落とし穴①優先株式の存在を無視して普通株式を一律評価してしまう
税務上、税制適格SOの行使価額は、株式の「時価」以上に設定する必要がありますが、種類株式を発行している場合、普通株式の評価は種類株式の内容を反映して個別に算定する必要があります。
【よくある誤解】
- 「会社全体の純資産を普通株式で頭割り」 → ❌NG
【正しい考え方】
- 優先株式に残余財産の優先分配がある場合、まず優先分配額を控除
- 残余を普通株式にプロラタ(株数按分)で配分し評価
これは、配当・残余分配の構造に応じた正当な時価形成であり、評価通達でも明示されています(Q&A問7参考3)。
落とし穴②発行済株式数を「直前期末時点」で固定してしまう
ストックオプションの評価においては、行使価額と比較すべき株価はSO付与時点における普通株式の価額です。
そのため、評価に使う発行済株式数も、SO付与時点の実数を用いる必要があります。
【注意すべき点】
- 優先株式の分配が非参加型(=優先分のみ)の場合
→ 分母は「発行済普通株式数」のみを使用 - 優先株式が残余配分に参加する場合(参加型)
→ 分母は「全株式数(優先+普通)」を用いる
ここを誤ると、普通株式1株当たり価額の算定を誤り、税制適格要件違反となるリスクがあります。
落とし穴③仮決算が必要なケースを見落とす
未上場企業では、通常、直前期末の決算データをもとに評価を行うことが多いですが、以下のような場合には、仮決算を組んで株価を再評価しなければなりません。
【仮決算が必要となるケース】
- 直前期末から6か月超経過しており、かつ
- 純資産価額が直前期末の2倍超になっている
もしくは、
- SO付与前に増資を行っている
このような場合に仮決算を組まず、旧データで評価した行使価額が税務上の時価を下回ると、税制非適格とされる可能性があるため、実務上は非常に重要な判断ポイントです。

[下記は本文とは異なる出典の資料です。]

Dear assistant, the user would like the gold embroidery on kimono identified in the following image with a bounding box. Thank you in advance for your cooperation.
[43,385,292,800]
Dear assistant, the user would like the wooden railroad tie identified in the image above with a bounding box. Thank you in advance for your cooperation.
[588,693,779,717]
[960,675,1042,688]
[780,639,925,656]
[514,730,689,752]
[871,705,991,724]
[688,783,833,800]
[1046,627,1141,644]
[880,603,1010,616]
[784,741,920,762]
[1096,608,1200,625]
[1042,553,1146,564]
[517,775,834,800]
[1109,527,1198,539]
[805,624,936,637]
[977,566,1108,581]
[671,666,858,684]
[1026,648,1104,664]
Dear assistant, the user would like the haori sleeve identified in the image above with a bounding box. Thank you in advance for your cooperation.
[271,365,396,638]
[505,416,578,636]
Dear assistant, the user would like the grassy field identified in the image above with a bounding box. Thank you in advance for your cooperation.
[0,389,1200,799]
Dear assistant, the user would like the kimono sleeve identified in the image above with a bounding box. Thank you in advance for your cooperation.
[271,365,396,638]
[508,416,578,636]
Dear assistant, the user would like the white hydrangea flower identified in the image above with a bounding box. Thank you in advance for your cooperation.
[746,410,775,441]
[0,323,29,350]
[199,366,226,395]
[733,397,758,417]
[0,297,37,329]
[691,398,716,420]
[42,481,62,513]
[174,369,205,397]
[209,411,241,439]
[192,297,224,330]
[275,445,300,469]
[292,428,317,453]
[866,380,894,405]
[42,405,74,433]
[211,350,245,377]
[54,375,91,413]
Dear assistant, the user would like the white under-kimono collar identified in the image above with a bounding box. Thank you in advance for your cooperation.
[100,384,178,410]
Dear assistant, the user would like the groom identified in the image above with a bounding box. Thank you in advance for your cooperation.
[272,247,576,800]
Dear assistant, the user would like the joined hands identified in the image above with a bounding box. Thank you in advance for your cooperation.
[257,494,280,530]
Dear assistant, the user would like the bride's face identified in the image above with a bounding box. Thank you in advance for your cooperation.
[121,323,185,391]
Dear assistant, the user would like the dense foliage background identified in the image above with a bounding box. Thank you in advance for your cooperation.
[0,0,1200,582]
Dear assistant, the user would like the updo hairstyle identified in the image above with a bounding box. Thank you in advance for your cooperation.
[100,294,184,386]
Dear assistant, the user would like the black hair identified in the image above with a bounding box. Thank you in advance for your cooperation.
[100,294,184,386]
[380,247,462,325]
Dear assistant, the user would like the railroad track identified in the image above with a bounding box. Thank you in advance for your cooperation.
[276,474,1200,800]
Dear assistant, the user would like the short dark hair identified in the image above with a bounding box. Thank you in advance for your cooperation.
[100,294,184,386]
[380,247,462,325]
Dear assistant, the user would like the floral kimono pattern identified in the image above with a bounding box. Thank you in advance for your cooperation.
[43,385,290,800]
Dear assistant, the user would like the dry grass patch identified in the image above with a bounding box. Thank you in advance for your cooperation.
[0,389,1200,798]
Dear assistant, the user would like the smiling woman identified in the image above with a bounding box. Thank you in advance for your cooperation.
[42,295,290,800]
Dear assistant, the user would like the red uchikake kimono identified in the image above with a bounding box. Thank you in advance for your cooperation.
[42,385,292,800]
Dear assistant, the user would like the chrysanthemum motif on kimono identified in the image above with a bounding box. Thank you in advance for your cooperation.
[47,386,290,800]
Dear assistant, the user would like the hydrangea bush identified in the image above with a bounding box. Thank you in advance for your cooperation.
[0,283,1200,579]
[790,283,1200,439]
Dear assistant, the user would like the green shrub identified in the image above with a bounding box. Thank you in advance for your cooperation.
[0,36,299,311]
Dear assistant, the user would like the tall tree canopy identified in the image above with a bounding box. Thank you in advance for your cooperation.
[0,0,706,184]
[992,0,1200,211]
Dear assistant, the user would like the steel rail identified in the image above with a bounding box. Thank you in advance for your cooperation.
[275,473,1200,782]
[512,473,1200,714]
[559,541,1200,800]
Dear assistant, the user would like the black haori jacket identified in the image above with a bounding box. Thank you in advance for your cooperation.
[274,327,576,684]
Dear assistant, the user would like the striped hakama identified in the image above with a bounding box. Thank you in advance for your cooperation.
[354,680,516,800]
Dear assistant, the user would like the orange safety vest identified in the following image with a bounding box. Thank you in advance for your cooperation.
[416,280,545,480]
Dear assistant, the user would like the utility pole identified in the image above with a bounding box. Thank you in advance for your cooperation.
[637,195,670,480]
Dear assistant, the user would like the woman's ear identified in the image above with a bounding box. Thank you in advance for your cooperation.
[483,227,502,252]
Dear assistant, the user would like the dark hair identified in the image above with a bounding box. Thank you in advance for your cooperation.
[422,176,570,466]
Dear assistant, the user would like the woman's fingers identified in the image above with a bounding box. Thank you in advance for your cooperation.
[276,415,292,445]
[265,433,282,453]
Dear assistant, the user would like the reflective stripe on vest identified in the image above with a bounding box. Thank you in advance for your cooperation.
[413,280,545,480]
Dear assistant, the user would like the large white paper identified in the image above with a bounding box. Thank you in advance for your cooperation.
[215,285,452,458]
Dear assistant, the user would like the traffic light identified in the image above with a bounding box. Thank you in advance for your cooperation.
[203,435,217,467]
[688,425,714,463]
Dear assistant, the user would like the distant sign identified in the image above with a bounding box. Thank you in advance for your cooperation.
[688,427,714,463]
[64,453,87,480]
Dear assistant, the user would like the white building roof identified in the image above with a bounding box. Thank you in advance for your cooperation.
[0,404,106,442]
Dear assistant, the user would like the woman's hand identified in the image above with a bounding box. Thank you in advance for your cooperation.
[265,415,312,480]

落とし穴④普通株式の評価がマイナスになった場合の対応を誤る
事業立ち上げ直後や赤字決算が続いているフェーズでは、純資産価額がマイナス(債務超過)となることもあります。
この場合、普通株式の価額は0円と評価されますが、権利行使価額は「1円以上」で設定する必要があります。
これは税務上の備忘価額の取り扱いであり、行使価額0円は不可です。
【ポイント】
- 評価額が0円 → 税務上の行使価額は「任意の正当価額(1円以上)」
- 会計処理上は、この「1円と評価額との差額」が株式報酬費用になることも
落とし穴⑤J-KISSなどの新株予約権を“普通株式扱い”してしまう
近年スタートアップ企業で活用されているJ-KISS型新株予約権や優先分配付きのSAFE型スキームは、法律上は新株予約権でも、経済的実態としては「優先株式」相当です。
税務上も、「残余財産の優先分配が設定されている新株予約権は、優先株式として取り扱って差し支えない」と明示されています(Q&A問7)。
【重要】
- J-KISS新株予約権=優先株として評価・分配を処理
- 普通株式評価額の計算時には、J-KISSに対する分配分を控除して残余を計算
J-KISSやSAFEを考慮しないまま評価してしまうと、実態と乖離した不適切な評価となり、課税上の問題・適格性判断ミスを招く恐れがあります。
種類株式があるなら、株価評価は“個別精査”が大前提
種類株式を発行している未上場企業においては、評価構造自体が複層的であるため、通達上認められた「特例方式」であっても、形式的な算定ではリスクを免れません。
とくに税制適格SOの設計では、
- 1株当たり価額の妥当性
- 行使価額が適正に設定されているか
- 評価資料が税務・監査に耐えられる内容か
これらを事前に精査・立証できるスキーム構築が不可欠です。